Introduction
Breast cancer is the second leading cause of cancer deaths in US women, comprising 30% of new female cancer diagnoses.1 It is the most common cancer across all ethnic groups in the USA, but disparities exist in outcomes.2 While white women have higher incidence rates, black and Hispanic women face higher mortality rates.3 4 Additionally, the incidence is increasing rapidly among Asian/Pacific Islanders and American Indian/Alaska Natives.4
The widespread adoption of electronic health records (EHRs) offers promising opportunities for predicting future events using large amounts of data.5 Especially, unstructured clinical notes contain important information often not captured in structured, coded formats.6 For example, patient-reported outcomes from patients with cancer are often not captured in structured EHRs, but is increasingly found in unstructured or semi-structured text formats within EHRs, facilitating translational research and personalised care.7–9 One common approach in clinical text analysis involves using a rule-based natural language processing (NLP) algorithm that leverages distinct medical keywords from clinical texts.10 11 Specifically, with the advancements in neural language modelling, integrating neural networks with features extracted from this rule-based NLP method can be achieved by using word embedding models for feature extraction.12 This approach allows for building a fully neural network-based pipeline that combines embedding models with supervised learning algorithms.13
In cancer research, incorporating clinical notes into analyses is crucial for capturing information on comprehensive symptoms and side effects that patients experience,14 as it can provide insights into monitoring and individualised symptom management.

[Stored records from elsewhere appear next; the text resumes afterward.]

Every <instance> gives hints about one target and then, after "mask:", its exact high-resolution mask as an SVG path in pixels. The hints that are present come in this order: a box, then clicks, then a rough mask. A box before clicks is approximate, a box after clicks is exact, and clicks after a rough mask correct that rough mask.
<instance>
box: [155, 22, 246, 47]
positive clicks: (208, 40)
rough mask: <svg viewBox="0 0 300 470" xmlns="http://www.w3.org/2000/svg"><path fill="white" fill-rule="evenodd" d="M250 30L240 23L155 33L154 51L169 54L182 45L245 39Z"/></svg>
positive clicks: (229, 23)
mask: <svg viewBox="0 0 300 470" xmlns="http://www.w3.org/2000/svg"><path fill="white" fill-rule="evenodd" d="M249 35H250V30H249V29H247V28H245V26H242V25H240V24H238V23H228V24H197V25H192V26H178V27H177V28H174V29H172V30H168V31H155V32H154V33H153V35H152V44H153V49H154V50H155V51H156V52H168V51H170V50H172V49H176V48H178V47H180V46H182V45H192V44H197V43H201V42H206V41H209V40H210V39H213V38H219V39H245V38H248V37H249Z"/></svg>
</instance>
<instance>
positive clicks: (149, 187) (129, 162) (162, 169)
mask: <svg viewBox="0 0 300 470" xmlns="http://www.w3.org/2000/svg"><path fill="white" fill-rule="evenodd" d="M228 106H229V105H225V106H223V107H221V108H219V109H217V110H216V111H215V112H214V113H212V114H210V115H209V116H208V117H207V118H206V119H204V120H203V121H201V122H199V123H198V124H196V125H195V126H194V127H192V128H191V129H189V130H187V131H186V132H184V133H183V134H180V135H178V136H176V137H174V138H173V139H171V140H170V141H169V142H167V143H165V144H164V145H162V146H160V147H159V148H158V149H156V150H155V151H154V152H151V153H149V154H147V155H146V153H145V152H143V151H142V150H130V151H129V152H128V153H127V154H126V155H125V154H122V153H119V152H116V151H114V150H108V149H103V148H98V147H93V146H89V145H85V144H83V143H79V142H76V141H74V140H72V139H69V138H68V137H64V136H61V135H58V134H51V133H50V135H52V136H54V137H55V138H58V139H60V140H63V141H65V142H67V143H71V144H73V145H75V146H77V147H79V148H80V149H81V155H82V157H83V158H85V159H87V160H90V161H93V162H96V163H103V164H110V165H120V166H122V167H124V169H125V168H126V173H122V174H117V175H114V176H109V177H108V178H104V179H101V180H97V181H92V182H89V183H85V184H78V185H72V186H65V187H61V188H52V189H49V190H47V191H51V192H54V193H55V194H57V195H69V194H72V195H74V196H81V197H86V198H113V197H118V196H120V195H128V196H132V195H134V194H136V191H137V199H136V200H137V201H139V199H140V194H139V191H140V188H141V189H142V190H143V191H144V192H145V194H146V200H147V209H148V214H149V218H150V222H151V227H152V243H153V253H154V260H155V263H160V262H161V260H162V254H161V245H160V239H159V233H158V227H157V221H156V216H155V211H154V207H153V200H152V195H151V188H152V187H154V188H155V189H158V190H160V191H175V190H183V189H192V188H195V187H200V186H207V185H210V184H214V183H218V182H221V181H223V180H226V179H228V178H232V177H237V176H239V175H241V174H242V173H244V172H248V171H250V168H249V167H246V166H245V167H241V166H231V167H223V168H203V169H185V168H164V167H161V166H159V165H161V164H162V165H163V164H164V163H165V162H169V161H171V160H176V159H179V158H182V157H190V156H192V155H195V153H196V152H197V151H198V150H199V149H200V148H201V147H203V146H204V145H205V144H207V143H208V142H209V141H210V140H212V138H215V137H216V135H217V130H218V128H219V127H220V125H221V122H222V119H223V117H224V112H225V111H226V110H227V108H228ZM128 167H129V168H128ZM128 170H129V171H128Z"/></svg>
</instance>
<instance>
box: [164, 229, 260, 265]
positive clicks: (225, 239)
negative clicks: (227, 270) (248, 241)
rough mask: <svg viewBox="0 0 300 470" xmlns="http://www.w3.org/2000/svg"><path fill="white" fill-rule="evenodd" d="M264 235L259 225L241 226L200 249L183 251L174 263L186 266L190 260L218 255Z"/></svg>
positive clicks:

Several studies have investigated breast cancer treatment outcomes using clinical notes and NLP14–16; however, research that specifically aims the capture of treatment side effects and patient-reported outcomes in patients with breast cancer from under-represented populations remains sparse. Addressing this research gap is important, because these populations face unique health disparities that impact treatment outcomes and patient care. Understanding these specific challenges and barriers enables the development of targeted interventions to mitigate disparities and enhance health outcomes. There is a clear need for an automated tool to capture symptoms and side effects from clinical notes, enabling accurate symptom management and tailored nursing care planning for those patients from under-represented populations.
The goal of this study was to develop NLP algorithms to automate the knowledge extraction process for patient-centred breast cancer treatment outcomes from clinical notes, aiming to gain valuable insights to improve care for those from under-represented populations. Specifically, we aimed to compare the effectiveness of these algorithms in providing scientific evidence for their use in the care of patients with breast cancer from under-represented populations.